In one sense, though, the senior doctors should not be blamed for their attitude. Ours is a culture where persons are often judged on superficial bases - not the content of their character, but the content of their wallets. Ours is also a society where the government has always been spendthrift, even in lean times when the burden falls on the poorer sectors of society as ministers keep their perks. And now, with an energy boom bringing in windfall dollars, the Patrick Manning administration shows no signs of fiscal restraint. It is thus no wonder that the doctors follow suit.
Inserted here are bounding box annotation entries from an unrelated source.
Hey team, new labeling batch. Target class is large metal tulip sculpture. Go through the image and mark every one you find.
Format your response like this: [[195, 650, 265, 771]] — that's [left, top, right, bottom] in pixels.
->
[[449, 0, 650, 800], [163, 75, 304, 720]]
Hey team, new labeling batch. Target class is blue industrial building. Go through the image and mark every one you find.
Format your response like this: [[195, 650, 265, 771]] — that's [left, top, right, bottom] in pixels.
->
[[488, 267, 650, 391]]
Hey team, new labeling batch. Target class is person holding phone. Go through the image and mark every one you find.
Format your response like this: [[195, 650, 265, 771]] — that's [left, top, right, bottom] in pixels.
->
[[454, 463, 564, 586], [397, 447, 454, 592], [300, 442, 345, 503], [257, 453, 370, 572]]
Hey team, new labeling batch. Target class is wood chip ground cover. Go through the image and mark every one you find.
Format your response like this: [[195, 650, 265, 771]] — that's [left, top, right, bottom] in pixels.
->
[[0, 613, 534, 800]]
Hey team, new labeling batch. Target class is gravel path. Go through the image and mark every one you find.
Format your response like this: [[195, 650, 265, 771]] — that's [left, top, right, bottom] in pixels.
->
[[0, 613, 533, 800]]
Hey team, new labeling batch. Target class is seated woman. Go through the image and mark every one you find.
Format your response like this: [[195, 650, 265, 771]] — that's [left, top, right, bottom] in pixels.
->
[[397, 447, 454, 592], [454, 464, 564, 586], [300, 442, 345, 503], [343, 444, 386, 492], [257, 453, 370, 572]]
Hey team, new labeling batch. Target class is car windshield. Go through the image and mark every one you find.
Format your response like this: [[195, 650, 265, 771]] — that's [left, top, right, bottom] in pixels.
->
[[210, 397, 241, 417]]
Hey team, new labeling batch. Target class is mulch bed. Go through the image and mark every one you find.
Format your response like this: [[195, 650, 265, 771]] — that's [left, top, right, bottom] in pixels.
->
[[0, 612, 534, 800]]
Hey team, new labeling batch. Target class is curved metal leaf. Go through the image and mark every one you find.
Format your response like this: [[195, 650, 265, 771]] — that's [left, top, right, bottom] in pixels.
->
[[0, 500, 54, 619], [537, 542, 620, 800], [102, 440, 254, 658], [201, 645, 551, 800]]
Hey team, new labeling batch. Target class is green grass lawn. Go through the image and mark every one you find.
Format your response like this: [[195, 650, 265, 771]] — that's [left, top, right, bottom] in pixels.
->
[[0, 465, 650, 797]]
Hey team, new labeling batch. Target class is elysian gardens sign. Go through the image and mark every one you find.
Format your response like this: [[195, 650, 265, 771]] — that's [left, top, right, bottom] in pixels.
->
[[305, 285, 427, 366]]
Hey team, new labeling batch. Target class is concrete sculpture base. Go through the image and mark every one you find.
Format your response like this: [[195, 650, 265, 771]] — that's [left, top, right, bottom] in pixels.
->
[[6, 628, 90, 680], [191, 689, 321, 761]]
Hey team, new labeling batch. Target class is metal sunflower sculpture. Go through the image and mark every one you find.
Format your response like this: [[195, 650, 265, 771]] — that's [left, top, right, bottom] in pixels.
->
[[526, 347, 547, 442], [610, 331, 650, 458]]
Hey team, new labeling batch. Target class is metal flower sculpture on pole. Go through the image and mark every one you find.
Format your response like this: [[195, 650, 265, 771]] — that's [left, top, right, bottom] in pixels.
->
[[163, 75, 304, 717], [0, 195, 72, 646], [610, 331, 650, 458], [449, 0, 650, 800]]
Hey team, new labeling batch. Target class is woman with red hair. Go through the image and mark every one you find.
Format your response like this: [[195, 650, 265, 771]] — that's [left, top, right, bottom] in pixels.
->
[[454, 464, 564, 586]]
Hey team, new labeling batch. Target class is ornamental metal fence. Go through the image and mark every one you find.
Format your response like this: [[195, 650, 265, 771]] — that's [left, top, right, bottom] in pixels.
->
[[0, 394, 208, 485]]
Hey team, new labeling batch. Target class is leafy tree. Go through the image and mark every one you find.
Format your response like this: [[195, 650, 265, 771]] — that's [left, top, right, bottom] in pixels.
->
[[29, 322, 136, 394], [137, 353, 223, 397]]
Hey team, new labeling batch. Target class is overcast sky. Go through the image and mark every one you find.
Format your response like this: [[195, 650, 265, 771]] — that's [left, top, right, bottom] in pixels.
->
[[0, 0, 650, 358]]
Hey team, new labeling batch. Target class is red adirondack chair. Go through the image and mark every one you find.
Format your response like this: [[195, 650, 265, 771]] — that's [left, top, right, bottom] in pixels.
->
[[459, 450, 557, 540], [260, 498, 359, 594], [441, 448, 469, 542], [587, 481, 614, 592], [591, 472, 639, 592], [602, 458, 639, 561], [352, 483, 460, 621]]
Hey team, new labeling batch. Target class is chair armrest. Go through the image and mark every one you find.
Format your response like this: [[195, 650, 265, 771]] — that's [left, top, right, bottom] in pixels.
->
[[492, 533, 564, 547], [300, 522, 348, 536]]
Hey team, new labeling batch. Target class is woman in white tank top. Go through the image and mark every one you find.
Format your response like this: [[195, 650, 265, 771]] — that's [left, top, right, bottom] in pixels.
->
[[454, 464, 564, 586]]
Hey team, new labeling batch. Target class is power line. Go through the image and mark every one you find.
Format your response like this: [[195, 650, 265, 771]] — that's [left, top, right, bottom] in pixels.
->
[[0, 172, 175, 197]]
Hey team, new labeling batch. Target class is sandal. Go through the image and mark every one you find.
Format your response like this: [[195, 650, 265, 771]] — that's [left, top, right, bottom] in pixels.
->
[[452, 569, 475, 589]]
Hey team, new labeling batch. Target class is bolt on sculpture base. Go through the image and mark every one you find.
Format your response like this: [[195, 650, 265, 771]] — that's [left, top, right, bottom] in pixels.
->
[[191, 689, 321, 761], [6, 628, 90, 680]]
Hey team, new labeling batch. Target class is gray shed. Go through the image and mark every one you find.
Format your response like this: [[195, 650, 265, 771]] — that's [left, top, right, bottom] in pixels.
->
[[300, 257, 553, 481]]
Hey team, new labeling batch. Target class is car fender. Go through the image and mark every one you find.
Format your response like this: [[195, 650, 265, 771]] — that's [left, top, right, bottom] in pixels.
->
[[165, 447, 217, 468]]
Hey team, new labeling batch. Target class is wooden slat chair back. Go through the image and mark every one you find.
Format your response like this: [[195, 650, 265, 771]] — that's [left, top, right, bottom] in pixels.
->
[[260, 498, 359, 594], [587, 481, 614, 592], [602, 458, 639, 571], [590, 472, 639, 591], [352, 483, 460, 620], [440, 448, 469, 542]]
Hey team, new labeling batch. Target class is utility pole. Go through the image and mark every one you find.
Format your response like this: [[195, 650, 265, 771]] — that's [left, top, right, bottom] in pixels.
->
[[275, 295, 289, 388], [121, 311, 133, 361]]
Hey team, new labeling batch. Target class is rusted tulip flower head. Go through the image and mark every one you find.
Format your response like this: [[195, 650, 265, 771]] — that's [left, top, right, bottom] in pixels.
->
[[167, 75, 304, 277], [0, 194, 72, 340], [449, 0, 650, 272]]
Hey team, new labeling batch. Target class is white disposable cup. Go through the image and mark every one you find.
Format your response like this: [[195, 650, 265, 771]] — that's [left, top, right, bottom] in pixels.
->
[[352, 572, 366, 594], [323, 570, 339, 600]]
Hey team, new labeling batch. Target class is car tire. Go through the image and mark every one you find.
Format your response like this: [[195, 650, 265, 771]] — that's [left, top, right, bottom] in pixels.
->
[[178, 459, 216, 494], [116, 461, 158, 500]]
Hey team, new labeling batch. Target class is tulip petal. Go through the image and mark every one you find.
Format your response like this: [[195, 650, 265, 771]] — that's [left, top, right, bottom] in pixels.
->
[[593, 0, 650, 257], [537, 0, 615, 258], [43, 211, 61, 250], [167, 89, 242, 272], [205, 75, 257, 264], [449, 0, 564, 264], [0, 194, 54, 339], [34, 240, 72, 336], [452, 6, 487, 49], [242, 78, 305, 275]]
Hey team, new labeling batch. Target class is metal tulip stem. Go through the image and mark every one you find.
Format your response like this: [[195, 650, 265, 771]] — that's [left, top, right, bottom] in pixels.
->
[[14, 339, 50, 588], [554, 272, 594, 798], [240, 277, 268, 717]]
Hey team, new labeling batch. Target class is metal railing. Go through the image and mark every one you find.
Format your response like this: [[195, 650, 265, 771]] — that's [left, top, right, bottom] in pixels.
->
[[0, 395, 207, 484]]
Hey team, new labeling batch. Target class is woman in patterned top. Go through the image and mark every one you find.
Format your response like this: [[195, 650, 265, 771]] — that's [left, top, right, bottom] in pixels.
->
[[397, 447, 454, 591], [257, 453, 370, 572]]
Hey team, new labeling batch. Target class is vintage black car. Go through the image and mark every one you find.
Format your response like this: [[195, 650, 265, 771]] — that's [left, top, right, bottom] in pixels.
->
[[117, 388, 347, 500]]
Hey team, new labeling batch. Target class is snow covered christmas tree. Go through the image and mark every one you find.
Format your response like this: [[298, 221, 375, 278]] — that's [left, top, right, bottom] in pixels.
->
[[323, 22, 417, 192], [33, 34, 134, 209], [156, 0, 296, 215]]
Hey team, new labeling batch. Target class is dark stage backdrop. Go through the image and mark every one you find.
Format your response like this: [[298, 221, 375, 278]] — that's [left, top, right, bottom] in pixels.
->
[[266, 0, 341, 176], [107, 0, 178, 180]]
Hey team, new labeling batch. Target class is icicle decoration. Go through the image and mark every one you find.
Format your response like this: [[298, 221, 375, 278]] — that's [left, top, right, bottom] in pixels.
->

However, doctors are expected to meet a higher standard than politicians. But that was in the past - indeed, the "senior" doctors at the centre of this industrial action are senior only in title. The real senior doctors, many of whom trained the ones now in MPATT, saw themselves as more than workers merely earning a salary. And what adds insult to injury in this situation is that the doctors now protesting, already earn salaries far higher than that of secondary school principals, since they all also get incomes from their private practices.

It is not that we begrudge the doctors their high earnings. But we do think that, if they are indeed deserving of the status they have, they can find a better way of negotiating for more money than by putting people's lives at risk.